5 Step Formula for Creating Happiness.



I was recently struck by the realisation that this is the happiest I’ve ever been.

I could even go so far as to say that I’m contended, satisfied and, dare I say it…happy.


Such a state of mind may be entirely natural for some people, but I was initially puzzled by the lack of melancholy and the absence of cynicism and anger that have tainted most of my life. Ever curious, I analysed the evidence that led me to this unexpected, yet long awaited moment.

I discovered that it all started with a decision I made over ten years ago –  that the definition of a successful life was to be happy.

And it seems that at long last, I’ve reached my destination.

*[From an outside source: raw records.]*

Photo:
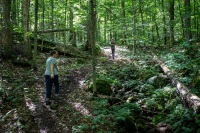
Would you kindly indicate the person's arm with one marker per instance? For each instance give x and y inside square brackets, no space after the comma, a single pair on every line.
[52,71]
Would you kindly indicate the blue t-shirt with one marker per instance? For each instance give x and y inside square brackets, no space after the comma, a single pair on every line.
[50,61]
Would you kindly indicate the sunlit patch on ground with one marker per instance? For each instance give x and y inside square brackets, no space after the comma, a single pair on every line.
[79,107]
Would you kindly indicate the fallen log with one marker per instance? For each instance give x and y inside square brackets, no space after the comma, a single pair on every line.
[190,100]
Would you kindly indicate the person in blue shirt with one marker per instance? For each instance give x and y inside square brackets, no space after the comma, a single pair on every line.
[112,44]
[51,75]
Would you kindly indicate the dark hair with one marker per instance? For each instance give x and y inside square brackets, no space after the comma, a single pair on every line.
[53,52]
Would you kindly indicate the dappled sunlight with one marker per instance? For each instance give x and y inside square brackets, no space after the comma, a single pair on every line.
[79,107]
[30,104]
[43,131]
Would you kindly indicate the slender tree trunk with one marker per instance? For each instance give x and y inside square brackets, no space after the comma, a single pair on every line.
[123,23]
[43,10]
[6,29]
[196,6]
[188,35]
[105,20]
[52,18]
[134,26]
[171,11]
[181,17]
[164,24]
[14,12]
[65,21]
[92,41]
[27,50]
[197,21]
[35,36]
[72,37]
[88,44]
[141,13]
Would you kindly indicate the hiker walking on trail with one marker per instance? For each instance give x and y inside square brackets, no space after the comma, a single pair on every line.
[113,43]
[51,75]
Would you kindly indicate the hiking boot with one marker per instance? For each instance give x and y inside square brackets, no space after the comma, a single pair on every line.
[47,101]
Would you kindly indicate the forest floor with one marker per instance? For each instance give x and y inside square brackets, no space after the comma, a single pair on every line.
[23,107]
[27,110]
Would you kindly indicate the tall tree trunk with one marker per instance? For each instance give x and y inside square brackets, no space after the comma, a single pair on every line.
[156,24]
[134,26]
[14,12]
[35,36]
[27,50]
[88,44]
[164,24]
[141,14]
[43,9]
[72,37]
[6,29]
[188,35]
[181,17]
[92,41]
[52,19]
[196,7]
[123,23]
[105,29]
[171,11]
[197,21]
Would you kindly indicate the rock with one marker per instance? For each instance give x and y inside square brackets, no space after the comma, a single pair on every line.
[102,86]
[157,81]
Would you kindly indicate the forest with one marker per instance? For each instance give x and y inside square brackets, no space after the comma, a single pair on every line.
[124,66]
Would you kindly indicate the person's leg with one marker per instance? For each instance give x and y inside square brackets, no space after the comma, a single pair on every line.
[113,53]
[48,81]
[56,84]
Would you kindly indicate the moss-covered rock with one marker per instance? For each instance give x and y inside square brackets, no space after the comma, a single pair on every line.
[146,88]
[157,81]
[103,87]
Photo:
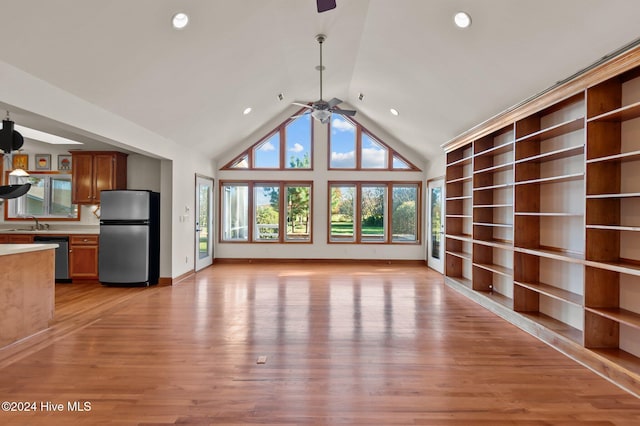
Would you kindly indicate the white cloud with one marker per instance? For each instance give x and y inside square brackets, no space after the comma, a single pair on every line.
[342,125]
[373,158]
[343,159]
[267,146]
[296,148]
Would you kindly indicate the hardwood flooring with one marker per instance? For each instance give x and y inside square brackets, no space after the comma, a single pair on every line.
[344,344]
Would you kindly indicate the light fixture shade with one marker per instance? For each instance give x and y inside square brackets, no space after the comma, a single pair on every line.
[19,173]
[322,115]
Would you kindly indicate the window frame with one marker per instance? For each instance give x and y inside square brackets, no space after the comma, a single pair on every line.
[388,212]
[11,205]
[251,211]
[281,129]
[391,153]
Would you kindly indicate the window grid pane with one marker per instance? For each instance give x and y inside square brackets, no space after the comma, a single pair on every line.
[343,198]
[298,212]
[343,144]
[235,213]
[404,213]
[266,199]
[298,143]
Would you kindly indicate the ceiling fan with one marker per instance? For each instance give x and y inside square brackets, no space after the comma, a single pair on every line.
[324,5]
[321,110]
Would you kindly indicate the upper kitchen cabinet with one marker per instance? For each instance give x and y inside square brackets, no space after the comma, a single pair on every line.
[94,171]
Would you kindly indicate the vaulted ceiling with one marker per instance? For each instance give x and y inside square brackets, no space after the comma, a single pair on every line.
[192,85]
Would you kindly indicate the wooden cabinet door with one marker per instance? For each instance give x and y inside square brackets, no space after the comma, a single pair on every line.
[82,179]
[83,257]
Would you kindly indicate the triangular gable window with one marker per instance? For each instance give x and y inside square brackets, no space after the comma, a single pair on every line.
[289,146]
[352,147]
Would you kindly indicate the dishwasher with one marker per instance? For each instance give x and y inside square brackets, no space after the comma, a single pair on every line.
[61,256]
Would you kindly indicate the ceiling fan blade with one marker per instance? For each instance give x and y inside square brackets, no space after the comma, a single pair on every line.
[324,5]
[347,112]
[303,105]
[333,102]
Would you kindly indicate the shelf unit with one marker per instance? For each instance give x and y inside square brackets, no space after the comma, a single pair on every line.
[458,220]
[546,211]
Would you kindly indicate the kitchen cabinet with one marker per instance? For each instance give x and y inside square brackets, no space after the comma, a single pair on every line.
[94,171]
[83,256]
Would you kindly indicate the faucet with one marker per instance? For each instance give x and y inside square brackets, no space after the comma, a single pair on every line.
[38,226]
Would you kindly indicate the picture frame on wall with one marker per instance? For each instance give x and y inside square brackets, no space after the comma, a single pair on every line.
[64,163]
[20,161]
[43,161]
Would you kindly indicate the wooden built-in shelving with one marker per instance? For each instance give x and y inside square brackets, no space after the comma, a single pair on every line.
[551,223]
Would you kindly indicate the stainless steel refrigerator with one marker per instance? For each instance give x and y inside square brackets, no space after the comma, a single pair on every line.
[129,248]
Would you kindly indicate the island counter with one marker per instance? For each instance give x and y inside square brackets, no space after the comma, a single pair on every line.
[27,290]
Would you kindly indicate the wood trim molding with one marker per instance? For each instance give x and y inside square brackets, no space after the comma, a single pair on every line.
[583,80]
[229,260]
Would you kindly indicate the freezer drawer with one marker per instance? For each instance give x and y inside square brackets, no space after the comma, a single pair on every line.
[123,255]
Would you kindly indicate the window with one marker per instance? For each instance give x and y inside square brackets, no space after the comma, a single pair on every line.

The journey has necessitated a combination of hard work, commitment and soul-searching, with personal growth only made possible by learning from the many mistakes I’ve made en-route. But to summarise, here’s the formula that has enabled me to finally create happiness:

  • A decade of dedication to my day-job has landed me a rewarding role that allows me to use my strengths in research and writing, to be financially independent and to manage my own time.
  • I’m lucky enough to have the freedom to spend my own time doing the things I love (creating music and words, and seeking inspiration everywhere), and that the people I love don’t make demands on this fundamental space.
  • I’ve resolved the issues holding me back in life (negative ruminating) and have discovered that positivity and energy abounds in its place.
  • One of my most enlightening moments was the discovery that my personality type is ‘INTJ’ – providing an explanation for being a highly driven introvert who needs abundant ‘alone-time’ to recharge my batteries. (And finding out that female INTJs make up less than 1% of the population certainly cleared up my confusion about why I find myself on a totally different planet to most other women…)
  • Most importantly, I’ve dedicated the last decade to self-improvement by seeking the wisdom of others where I had none. I’ve learned the five habits for happiness (gratitude, exercise, meditation, reflecting on happy memories and practicing random acts of kindness); I’ve improved my time management to avoid burn-out and stress; I know that awe-inspiring experiences foster hope and happiness; I found out that I’m a nicer person when I avoid caffeine and alcohol. (Oh, and I also know how to tell when he’s just not that into you…ha, just kidding!)

Jokes aside though: through concerted effort, I’ve created happiness. Of course I have set-backs: days where the negative thought patterns of old creep back in. But overall things are good, and I now believe Abraham Lincoln’s statement that ‘most folks are about as happy as they make up their minds to be’. I think I’m proof of that. I’ve succeeded in my life goal.


I’m feeling the itch.

The need to progress, to achieve more.

It turns out that of the 16 personality types, INTJs have the highest need for continuous learning. INTJs thrive when they’re progressively working towards higher levels of excellence for themselves and the world around them. That’s the INTJ’s definition of success.

I now understand that my happiness level is directly related to continual progress and achievement, and  why I feel the need to move on just as I’m arriving at my goal.

But I’m now at a cross-roads. My progress over the next five years is likely to involve promotion, starting a family, or both. Yet it’s unimaginable to me how I’d combine a demanding day-job with care-giving, while making time for my creative projects and restoring my energy levels.

My happiness was hard-won and I don’t want to risk losing it.

But should I just accept that happiness is ephemeral, and feel grateful that I’ve already been the happiest I’ll ever be? In the words of Thomas Hardy, ‘happiness is but a mere episode in the general drama of pain.’

Or have I managed to successfully embed happiness in my psyche, creating a base-level of joy that’s resilient to whatever I’ll encounter in life? After all, if my personal definition of success is perpetually changing, then so may also be my acceptable parameters of happiness.

Will I henceforth always be about as happy as I make up my mind to be?